The revelations raise the risk of additional financial penalties for the Swiss bank, which had to be rescued with a hastily arranged takeover by cross-town rival UBS (SIX:UBSG) two weeks ago after a string of expensive governance failings finally undermined its viability. One of those disasters had been a $2.6 billion fine levied by the U.S. after it pleaded guilty in 2014 to helping U.S. citizens evade taxes.
“Credit Suisse got a discount on the penalty it faced in 2014 for enabling tax evasion because bank executives swore up and down they’d get out of the business of defrauding the United States,” Committee Chairman Ron Wyden said in the statement. “This investigation shows Credit Suisse did not make good on that promise, and the bank’s pending acquisition does not wipe the slate clean.”
As such, the revelations expose UBS to fresh legal jeopardy, 14 years after it was forced to overhaul its own wealth management business in the U.S. on similar concerns. UBS paid $780M in 2009 to settle allegations that its wealth management unit – which caters to high net-worth individuals – had also helped U.S. citizens dodge taxes.
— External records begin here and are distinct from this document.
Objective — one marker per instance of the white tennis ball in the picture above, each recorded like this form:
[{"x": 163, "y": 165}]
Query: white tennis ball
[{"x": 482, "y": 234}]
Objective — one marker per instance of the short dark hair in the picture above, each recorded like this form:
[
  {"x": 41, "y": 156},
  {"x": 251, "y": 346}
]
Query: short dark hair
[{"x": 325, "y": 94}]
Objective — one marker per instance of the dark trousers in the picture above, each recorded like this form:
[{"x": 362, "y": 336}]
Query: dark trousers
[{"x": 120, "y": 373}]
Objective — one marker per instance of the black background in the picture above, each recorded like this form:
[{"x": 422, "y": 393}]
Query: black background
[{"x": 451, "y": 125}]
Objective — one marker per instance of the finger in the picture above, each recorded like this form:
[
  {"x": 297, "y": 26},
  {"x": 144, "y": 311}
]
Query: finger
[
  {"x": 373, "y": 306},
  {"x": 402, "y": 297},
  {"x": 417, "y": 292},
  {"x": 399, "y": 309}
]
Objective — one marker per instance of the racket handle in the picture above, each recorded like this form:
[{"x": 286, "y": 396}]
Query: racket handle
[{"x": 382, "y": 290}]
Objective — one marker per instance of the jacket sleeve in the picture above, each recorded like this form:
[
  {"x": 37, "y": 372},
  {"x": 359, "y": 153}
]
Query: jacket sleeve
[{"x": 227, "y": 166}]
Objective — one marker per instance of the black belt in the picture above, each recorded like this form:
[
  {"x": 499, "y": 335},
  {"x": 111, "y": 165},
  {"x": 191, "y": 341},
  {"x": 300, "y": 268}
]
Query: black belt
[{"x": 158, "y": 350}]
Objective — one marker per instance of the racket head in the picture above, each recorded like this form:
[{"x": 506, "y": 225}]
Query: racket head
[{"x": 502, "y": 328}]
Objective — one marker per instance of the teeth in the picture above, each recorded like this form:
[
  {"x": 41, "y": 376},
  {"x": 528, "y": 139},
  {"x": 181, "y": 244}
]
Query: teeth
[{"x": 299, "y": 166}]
“In addition to a significant penalty for the bank, the individual bankers involved in these schemes must also face criminal investigation,” Wyden said. “It simply makes no sense to allow the bankers who have their hands on these hidden accounts and enable tax evasion to get away scot free.”
The Committee’s statement named Alexander Siegenthaler as playing a “significant role in the management of the U.S.-Latin American family’s accounts, adding that Siegenthaler “supervised several Credit Suisse bankers who faced criminal charges in the United States. Siegenthaler reported directly to the head of private banking for all of the Americas, who in turn reported directly to the global head of private banking.”
Credit Suisse said in an e-mailed spokesman that the bank “does not tolerate tax evasion” and stressed that the accusations levelled at it were overwhelmingly historical.
The bank said it is “actively cooperating with U.S. authorities including the DOJ to address some remaining legacy conduct or policy concerns, and will continue to do so.”